Closed JackFurby closed 2 years ago

JackFurby commented 2 years ago

Hello,

I am trying to reproduce the model but I am having an issue translating the concept vector to concept labels. For instance, with the classification class 9 (Brewer_Blackbird) the concept vector in the dataset is [0, 0, 1, 0, 0, 0, 0, 1, 0, 0, 0, 0, 0, 1, 0, 0, 0, 0, 0, 1, 0, 0, 1, 0, 0, 0, 0, 0, 1, 0, 0, 0, 0, 0, 1, 0, 0, 0, 0, 0, 0, 0, 1, 0, 0, 0, 0, 1, 0, 0, 1, 0, 1, 0, 0, 0, 0, 1, 0, 0, 0, 1, 0, 0, 0, 0, 0, 1, 0, 0, 0, 0, 0, 1, 0, 0, 1, 0, 1, 0, 0, 0, 0, 1, 0, 0, 1, 0, 0, 1, 0, 0, 0, 1, 0, 0, 0, 1, 0, 0, 1, 0, 0, 0, 0, 0, 1, 0, 1, 0, 0, 0] but that translates to the following concepts when using the concepts commented here:

has_bill_shape::spatulate
has_wing_color::orange
has_upperparts_color::orange
has_underparts_color::orange
has_underparts_color::buff
has_back_color::orange
has_upper_tail_color::orange
has_breast_color::orange
has_throat_color::orange
has_eye_color::orange
has_bill_length::longer_than_head
has_forehead_color::orange
has_under_tail_color::orange
has_nape_color::orange
has_belly_color::orange
has_belly_color::buff
has_size::large_(16_-_32_in)
has_shape::perching-like
has_back_pattern::multi-colored
has_tail_pattern::multi-colored
has_primary_color::orange
has_leg_color::orange
has_bill_color::orange
has_crown_color::orange
has_crown_color::buff

It looks as if the concepts are off by one or in a different order to the order in the comment?

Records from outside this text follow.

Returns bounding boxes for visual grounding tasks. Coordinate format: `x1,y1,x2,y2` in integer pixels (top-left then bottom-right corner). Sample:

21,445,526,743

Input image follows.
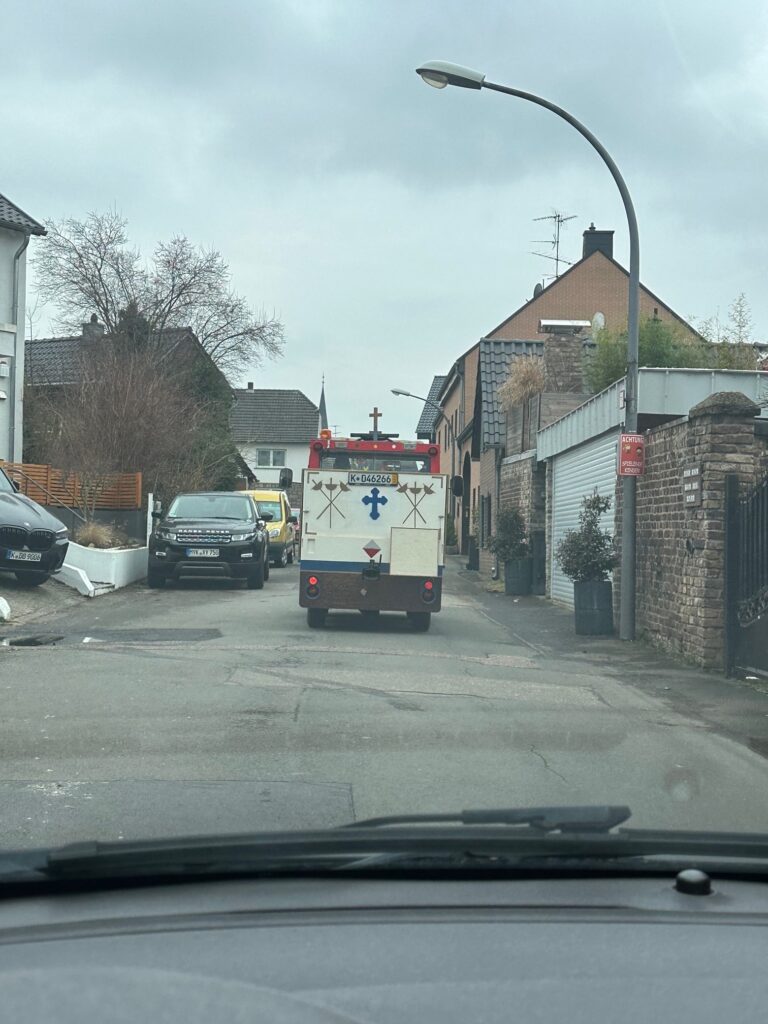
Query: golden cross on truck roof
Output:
368,406,382,433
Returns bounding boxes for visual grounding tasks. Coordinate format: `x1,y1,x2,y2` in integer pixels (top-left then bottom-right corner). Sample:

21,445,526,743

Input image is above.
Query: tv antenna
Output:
530,210,577,279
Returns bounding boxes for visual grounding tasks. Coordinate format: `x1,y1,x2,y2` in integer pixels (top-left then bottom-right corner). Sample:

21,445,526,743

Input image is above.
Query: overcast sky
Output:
0,0,768,436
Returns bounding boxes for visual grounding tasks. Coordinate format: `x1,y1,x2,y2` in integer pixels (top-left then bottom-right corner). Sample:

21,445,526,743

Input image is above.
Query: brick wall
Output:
613,392,768,669
488,252,690,339
479,449,497,578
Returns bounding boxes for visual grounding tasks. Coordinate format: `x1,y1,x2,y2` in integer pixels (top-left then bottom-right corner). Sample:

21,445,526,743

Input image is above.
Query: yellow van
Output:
248,490,294,568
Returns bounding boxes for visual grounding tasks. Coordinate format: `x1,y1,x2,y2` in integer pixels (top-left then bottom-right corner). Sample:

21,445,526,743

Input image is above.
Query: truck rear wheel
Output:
306,608,328,630
408,611,432,633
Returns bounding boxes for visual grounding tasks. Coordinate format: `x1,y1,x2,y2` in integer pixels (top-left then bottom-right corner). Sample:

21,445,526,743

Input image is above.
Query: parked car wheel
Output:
246,562,266,590
306,608,328,630
14,572,50,587
408,611,432,633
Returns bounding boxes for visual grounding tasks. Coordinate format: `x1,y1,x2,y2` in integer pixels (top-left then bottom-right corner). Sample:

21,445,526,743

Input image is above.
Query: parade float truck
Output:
299,411,463,632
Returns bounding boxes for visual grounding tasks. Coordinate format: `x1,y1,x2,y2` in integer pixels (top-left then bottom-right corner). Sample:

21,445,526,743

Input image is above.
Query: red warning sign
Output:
616,434,645,476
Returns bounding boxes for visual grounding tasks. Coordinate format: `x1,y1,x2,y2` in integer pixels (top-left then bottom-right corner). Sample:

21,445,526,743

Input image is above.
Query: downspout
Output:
8,231,30,462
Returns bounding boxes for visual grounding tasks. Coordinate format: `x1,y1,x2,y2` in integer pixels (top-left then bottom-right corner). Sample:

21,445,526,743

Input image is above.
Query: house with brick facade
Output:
438,224,698,573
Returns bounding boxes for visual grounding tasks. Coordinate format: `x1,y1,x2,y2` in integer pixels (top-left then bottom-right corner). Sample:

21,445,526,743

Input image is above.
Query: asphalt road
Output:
0,566,768,847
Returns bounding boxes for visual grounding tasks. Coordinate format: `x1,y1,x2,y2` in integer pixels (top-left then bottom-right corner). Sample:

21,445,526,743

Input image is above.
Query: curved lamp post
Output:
390,387,457,515
416,60,640,640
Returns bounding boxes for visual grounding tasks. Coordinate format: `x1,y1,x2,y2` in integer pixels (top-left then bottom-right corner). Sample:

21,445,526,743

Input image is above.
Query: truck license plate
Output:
347,473,397,487
7,551,43,562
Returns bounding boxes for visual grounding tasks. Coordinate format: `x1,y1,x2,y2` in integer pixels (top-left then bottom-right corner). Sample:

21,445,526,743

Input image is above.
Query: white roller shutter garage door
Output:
550,431,618,605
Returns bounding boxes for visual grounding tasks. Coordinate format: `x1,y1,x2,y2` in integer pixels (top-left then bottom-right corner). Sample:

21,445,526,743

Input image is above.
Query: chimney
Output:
582,224,613,259
83,313,104,341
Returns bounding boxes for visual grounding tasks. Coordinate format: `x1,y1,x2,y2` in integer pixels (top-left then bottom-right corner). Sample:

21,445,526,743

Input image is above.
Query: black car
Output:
146,492,271,590
0,469,70,587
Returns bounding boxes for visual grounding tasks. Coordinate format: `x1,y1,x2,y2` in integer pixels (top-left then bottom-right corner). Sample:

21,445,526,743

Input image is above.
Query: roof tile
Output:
0,195,46,234
416,375,445,440
230,388,319,444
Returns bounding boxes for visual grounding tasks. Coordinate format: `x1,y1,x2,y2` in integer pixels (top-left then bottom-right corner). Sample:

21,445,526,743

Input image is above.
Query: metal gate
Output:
550,431,618,604
725,474,768,677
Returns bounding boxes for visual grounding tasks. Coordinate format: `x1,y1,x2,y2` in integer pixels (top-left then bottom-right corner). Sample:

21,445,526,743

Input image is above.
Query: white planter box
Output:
56,541,147,597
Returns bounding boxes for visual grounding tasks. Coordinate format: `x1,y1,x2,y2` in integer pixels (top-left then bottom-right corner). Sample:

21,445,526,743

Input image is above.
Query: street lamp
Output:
416,60,640,640
390,387,456,446
390,387,457,499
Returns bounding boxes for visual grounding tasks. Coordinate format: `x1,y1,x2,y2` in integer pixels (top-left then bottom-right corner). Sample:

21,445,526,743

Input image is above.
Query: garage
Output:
550,430,618,605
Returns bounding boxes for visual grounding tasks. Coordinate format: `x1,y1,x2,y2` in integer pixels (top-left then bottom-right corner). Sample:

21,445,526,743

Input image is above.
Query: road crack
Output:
530,744,568,782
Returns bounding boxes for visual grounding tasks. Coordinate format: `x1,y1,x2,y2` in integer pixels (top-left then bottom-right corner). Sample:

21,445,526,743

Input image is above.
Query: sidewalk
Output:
0,573,84,635
446,555,768,757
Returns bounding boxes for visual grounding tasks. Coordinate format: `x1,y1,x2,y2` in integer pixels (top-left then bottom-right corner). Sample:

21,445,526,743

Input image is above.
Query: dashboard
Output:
0,878,768,1024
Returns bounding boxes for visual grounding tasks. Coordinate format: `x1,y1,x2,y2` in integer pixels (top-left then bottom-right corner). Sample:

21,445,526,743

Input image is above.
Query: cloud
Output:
0,0,768,431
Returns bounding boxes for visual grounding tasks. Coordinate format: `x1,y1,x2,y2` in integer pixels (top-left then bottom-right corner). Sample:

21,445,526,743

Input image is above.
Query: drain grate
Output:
0,633,63,647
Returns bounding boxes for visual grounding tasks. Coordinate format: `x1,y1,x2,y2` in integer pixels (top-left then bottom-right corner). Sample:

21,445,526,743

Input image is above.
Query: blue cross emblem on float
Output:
362,487,387,519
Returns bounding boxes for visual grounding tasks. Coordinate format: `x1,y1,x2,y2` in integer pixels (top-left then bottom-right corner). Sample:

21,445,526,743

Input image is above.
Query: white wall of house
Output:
239,439,309,484
0,227,27,462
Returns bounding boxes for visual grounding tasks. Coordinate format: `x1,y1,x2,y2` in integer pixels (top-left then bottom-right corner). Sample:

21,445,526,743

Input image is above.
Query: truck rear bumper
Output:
299,569,442,611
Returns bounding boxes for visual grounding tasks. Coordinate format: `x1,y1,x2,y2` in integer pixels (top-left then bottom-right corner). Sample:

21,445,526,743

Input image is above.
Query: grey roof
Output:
416,374,445,441
477,338,544,452
230,388,319,444
24,335,83,384
0,194,46,234
24,328,202,385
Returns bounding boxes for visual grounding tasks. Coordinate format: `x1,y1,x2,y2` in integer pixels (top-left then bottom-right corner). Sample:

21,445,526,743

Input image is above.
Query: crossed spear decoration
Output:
312,477,349,526
397,483,434,526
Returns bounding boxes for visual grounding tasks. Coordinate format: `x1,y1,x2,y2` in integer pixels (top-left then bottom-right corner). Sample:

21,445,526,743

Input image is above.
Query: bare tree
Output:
37,341,233,518
724,292,753,345
35,211,283,373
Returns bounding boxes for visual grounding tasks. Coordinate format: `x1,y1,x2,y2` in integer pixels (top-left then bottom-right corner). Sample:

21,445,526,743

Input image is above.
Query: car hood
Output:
158,519,259,534
0,494,65,532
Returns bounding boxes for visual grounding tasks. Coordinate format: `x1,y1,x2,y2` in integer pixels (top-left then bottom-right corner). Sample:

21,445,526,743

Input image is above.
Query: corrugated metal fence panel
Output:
551,431,618,605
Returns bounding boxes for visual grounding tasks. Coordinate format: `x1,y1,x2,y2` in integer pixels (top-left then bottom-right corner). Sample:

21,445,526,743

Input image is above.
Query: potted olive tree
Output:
488,505,532,596
445,516,459,555
555,492,616,636
467,508,480,571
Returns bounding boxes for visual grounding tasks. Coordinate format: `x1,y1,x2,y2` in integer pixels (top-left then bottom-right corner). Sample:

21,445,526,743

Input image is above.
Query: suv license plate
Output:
7,551,43,562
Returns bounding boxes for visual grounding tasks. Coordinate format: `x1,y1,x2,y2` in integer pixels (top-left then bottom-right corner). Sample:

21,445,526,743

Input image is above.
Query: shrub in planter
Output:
488,505,532,595
555,492,616,636
445,516,459,555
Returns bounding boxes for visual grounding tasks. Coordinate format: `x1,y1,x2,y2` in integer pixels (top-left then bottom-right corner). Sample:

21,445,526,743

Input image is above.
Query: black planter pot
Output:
467,537,480,570
573,580,613,637
504,558,534,597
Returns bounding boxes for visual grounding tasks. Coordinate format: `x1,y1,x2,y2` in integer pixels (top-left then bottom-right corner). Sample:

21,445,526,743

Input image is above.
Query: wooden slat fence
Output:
0,461,141,509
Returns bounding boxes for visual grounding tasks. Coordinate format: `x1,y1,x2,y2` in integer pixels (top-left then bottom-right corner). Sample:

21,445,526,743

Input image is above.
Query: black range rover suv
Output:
146,490,272,590
0,469,70,587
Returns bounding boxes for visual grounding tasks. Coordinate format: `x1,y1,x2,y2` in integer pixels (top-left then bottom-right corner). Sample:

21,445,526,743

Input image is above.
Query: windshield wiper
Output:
341,804,632,833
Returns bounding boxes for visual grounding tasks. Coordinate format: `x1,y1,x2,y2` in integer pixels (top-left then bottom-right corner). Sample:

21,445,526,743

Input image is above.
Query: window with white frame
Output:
256,449,286,467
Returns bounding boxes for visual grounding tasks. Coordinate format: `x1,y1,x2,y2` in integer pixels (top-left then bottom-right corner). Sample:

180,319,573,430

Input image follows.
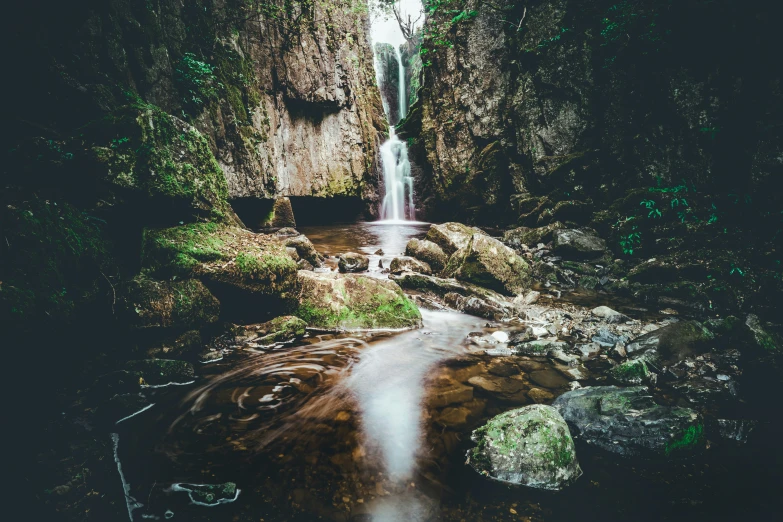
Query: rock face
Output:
552,386,705,457
468,404,582,490
405,238,449,273
443,234,530,295
9,0,385,210
337,252,370,273
552,229,606,259
295,270,421,331
425,223,484,256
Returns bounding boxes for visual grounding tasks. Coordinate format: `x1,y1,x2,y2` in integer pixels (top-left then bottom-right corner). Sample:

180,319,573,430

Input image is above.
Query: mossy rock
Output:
142,223,297,298
0,198,117,327
84,103,239,224
119,275,220,331
467,404,582,490
443,234,531,295
295,270,421,331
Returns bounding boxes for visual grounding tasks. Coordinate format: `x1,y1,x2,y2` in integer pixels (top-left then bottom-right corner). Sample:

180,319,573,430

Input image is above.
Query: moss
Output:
665,424,704,455
0,198,117,322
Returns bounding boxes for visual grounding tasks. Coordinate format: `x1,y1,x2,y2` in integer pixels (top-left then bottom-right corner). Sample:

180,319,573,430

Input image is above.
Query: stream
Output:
108,223,768,521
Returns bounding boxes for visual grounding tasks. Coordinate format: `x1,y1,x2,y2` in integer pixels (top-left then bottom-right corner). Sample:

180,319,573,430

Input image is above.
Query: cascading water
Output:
373,5,420,221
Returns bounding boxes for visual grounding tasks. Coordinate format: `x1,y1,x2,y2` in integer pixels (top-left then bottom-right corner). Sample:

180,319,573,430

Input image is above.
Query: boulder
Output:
552,229,606,259
425,219,484,256
295,270,421,331
467,404,582,490
552,386,705,457
243,315,307,345
503,221,565,249
590,306,628,324
337,252,370,273
142,223,297,298
118,275,220,331
443,234,530,295
405,238,449,273
389,256,432,275
625,321,714,364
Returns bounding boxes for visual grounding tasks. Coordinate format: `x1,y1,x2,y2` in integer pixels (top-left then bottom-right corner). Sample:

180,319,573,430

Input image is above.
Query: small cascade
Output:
381,127,416,221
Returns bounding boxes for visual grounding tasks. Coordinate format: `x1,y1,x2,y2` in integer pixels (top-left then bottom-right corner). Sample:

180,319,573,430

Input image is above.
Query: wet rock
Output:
590,306,628,324
295,270,421,331
552,229,606,259
610,359,650,384
443,234,531,295
337,252,370,273
246,315,307,346
514,340,568,355
625,321,714,363
425,223,484,256
118,276,220,329
503,221,565,249
552,386,705,457
405,238,449,273
125,359,195,386
428,381,473,408
389,256,432,275
527,388,555,404
443,292,506,321
467,404,582,490
171,482,240,506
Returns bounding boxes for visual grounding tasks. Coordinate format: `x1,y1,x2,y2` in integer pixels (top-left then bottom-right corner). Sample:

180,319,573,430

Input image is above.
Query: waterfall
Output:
381,127,416,221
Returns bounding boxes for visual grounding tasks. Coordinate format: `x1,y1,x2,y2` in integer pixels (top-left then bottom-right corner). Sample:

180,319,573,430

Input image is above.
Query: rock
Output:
405,238,449,273
552,229,606,260
248,315,307,346
574,343,601,358
142,223,297,298
745,314,783,353
171,482,240,506
467,404,582,490
337,252,370,273
503,221,565,249
118,275,220,330
425,223,484,256
443,234,530,295
527,388,555,404
278,232,324,267
625,321,714,362
610,359,650,384
590,306,628,324
443,292,506,321
427,381,473,408
125,359,195,386
389,256,432,275
295,270,421,331
552,386,705,457
514,341,568,356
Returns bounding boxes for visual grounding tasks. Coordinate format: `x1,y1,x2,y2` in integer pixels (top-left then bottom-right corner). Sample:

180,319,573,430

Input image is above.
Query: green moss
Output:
665,424,704,455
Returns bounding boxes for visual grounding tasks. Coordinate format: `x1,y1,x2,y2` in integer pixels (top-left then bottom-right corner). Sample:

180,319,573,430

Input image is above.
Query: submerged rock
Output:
337,252,370,273
552,386,705,457
295,270,421,331
425,219,484,256
443,234,531,295
405,238,449,273
552,229,606,259
467,404,582,490
125,359,195,386
389,256,432,275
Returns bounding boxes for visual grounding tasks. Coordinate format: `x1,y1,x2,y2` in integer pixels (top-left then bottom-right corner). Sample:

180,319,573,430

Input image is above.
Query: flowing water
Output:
108,223,776,522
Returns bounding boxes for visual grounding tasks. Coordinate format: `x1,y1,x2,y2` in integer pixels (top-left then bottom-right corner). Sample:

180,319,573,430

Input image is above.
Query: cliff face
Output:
404,0,783,224
9,0,385,210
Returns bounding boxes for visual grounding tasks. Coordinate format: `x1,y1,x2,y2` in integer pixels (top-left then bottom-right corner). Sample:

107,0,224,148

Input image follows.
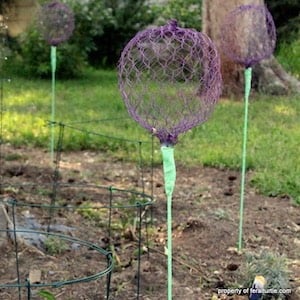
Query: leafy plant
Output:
244,251,290,299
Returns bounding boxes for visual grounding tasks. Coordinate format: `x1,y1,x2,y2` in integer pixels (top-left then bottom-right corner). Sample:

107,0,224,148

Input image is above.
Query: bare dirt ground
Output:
0,145,300,300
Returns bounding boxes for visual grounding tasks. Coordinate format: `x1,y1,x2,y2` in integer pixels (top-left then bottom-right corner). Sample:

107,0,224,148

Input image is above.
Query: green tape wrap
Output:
161,146,176,196
50,46,56,162
238,68,252,251
161,146,176,300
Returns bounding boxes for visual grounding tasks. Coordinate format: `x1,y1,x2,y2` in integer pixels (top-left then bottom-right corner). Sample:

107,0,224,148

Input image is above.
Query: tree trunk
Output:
0,0,39,37
202,0,300,98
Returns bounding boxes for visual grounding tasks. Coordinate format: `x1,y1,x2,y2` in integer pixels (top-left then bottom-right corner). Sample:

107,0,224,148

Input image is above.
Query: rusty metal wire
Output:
118,20,222,145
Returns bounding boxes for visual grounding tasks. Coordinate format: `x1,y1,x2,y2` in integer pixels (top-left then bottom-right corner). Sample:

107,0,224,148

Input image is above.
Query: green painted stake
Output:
50,46,56,162
238,67,252,251
161,146,176,300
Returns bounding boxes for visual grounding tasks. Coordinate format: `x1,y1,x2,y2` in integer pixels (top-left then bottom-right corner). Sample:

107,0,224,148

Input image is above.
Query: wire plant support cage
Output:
0,116,153,300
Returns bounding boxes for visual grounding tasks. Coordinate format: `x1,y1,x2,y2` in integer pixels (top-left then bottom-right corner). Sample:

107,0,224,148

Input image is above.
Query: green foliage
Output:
152,0,202,30
89,0,154,66
3,69,300,203
7,0,111,78
243,251,290,299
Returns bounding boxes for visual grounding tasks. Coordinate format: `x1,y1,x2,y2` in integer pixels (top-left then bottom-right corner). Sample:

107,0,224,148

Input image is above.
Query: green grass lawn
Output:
2,70,300,203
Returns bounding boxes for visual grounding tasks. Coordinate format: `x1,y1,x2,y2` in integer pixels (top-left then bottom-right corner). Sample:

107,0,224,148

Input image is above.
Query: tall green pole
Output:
161,146,176,300
238,67,252,251
50,46,56,162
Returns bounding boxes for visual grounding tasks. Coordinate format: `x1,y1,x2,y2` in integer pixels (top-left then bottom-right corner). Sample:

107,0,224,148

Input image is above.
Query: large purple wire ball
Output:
39,1,75,46
221,5,276,67
118,20,222,145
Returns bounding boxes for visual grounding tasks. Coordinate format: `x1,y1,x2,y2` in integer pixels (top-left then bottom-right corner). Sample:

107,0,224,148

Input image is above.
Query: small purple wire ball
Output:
118,20,222,145
221,5,276,68
39,1,75,46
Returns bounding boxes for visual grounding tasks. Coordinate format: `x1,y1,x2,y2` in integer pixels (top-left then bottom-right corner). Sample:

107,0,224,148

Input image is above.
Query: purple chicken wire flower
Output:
221,5,276,68
39,1,75,46
118,20,222,145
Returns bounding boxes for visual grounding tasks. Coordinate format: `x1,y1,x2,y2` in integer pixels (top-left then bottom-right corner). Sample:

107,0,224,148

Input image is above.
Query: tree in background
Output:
89,0,154,66
265,0,300,43
202,0,300,96
151,0,202,31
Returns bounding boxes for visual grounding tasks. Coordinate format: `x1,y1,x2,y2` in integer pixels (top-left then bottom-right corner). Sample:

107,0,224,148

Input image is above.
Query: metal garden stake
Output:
221,5,276,250
39,1,75,161
118,20,222,300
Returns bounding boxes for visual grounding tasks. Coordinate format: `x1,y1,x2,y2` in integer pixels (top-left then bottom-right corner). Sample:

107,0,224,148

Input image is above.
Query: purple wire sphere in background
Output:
118,20,222,145
39,1,75,46
221,5,276,67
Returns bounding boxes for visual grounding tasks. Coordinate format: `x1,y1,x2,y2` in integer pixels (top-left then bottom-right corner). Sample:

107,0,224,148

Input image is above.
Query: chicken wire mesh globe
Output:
39,1,75,46
221,5,276,67
118,20,222,145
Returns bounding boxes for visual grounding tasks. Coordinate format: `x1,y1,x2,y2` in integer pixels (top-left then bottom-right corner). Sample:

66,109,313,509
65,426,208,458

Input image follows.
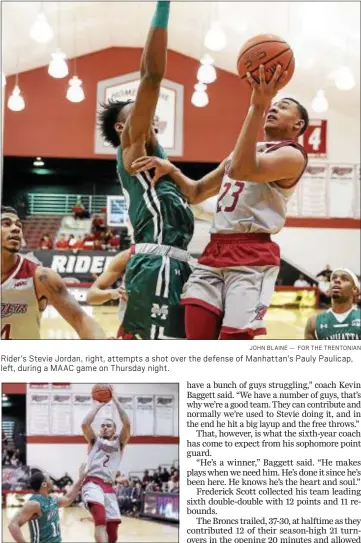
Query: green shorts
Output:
122,254,192,339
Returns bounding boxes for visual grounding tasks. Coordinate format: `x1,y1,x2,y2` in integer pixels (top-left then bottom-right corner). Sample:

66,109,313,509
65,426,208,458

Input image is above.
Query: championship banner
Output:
94,72,184,157
299,119,327,158
328,164,357,218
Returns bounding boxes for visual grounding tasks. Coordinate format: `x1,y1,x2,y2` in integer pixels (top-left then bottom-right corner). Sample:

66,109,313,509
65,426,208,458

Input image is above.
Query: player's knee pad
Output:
185,304,222,339
89,503,107,526
107,520,119,543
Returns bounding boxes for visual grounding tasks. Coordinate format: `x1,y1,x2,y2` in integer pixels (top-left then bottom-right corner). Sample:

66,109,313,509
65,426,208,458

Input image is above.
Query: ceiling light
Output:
191,83,209,107
197,54,217,84
30,11,54,43
311,89,328,113
33,156,44,167
335,66,356,90
66,75,85,102
48,49,69,79
204,21,227,51
8,85,25,111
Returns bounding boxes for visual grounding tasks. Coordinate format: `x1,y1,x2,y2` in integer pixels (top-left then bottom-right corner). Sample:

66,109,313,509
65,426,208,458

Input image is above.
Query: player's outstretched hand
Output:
132,156,175,186
79,462,88,481
110,287,128,302
247,64,287,108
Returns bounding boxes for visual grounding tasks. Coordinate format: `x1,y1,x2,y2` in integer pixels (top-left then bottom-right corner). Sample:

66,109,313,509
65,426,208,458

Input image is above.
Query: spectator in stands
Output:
55,234,69,251
72,236,84,251
39,234,54,251
83,234,94,251
160,468,170,490
142,469,150,487
318,275,331,307
170,481,179,492
10,449,21,468
72,196,90,220
93,239,104,251
293,273,310,287
152,469,162,488
68,234,76,249
108,235,120,251
92,215,105,233
316,264,332,282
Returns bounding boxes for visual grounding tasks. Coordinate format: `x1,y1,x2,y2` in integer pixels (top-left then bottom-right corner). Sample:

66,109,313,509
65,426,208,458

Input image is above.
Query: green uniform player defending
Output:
305,268,361,340
9,464,86,543
99,1,194,339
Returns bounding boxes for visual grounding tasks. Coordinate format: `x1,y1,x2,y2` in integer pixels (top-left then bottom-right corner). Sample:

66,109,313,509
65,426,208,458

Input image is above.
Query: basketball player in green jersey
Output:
9,464,87,543
99,1,194,339
305,268,361,340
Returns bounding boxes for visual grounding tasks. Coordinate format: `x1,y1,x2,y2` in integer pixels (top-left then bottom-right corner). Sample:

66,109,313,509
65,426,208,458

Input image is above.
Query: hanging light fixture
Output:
8,83,25,111
48,2,69,79
335,66,356,90
191,83,209,107
66,75,85,102
48,49,69,79
30,2,54,43
311,89,328,113
66,12,85,103
197,54,217,85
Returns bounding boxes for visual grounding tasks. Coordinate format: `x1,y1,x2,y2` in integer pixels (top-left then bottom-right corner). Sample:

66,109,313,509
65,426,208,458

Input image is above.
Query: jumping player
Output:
99,1,194,339
1,206,105,339
82,386,130,543
133,66,308,339
86,249,131,339
305,268,361,340
9,464,86,543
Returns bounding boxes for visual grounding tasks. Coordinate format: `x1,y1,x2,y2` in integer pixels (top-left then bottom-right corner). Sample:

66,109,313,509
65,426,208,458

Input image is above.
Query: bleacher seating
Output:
23,215,63,249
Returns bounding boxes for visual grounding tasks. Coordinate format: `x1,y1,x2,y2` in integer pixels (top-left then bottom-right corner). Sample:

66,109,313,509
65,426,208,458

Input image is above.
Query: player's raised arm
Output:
304,315,317,339
35,267,106,339
86,249,130,305
81,403,105,445
57,463,87,507
132,156,226,204
113,391,130,450
228,66,305,188
121,0,170,173
9,501,41,543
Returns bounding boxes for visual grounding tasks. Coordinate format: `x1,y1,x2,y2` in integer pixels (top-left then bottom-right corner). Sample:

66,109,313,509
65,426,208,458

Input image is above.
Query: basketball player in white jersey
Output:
133,66,308,339
1,206,106,339
81,388,130,543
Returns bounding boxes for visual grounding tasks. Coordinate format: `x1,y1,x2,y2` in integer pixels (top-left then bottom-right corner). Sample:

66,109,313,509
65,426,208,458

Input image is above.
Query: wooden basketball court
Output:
2,507,179,543
41,306,315,340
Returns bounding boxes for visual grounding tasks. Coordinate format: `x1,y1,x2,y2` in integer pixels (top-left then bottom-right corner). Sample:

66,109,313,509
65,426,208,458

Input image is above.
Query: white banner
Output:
95,72,183,156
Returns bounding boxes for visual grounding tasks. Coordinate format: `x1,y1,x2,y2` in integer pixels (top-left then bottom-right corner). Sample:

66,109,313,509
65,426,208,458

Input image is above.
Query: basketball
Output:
92,385,112,403
237,34,295,87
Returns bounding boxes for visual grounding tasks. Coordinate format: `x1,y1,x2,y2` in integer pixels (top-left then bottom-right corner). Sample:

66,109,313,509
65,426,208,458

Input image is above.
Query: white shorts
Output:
81,482,120,521
182,265,279,338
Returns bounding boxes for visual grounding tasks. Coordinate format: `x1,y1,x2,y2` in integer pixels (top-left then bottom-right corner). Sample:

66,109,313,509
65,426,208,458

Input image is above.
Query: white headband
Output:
331,268,360,289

Would it be possible to know if the concepts are correct and if the order is correct? If the concepts are not correct could the correct ones be listed?

I have tried to re-run dataset processing on my machine but this throws errors

thaonguyen19 commented 2 years ago

Hi, The list of 112 attributes indicated in https://github.com/yewsiang/ConceptBottleneck/blob/master/CUB/generate_new_data.py#L71 is not off by 1. Can I ask how you generated the concept vector [0, 0, 1, 0, 0, 0, 0, 1, 0, 0, 0, 0, 0, 1, 0, 0, 0, 0, 0, 1, 0, 0, 1, 0, 0, 0, 0, 0, 1, 0, 0, 0, 0, 0, 1, 0, 0, 0, 0, 0, 0, 0, 1, 0, 0, 0, 0, 1, 0, 0, 1, 0, 1, 0, 0, 0, 0, 1, 0, 0, 0, 1, 0, 0, 0, 0, 0, 1, 0, 0, 0, 0, 0, 1, 0, 0, 1, 0, 1, 0, 0, 0, 0, 1, 0, 0, 1, 0, 0, 1, 0, 0, 0, 1, 0, 0, 0, 1, 0, 0, 1, 0, 0, 0, 0, 0, 1, 0, 1, 0, 0, 0] for Brewer_Blackbird?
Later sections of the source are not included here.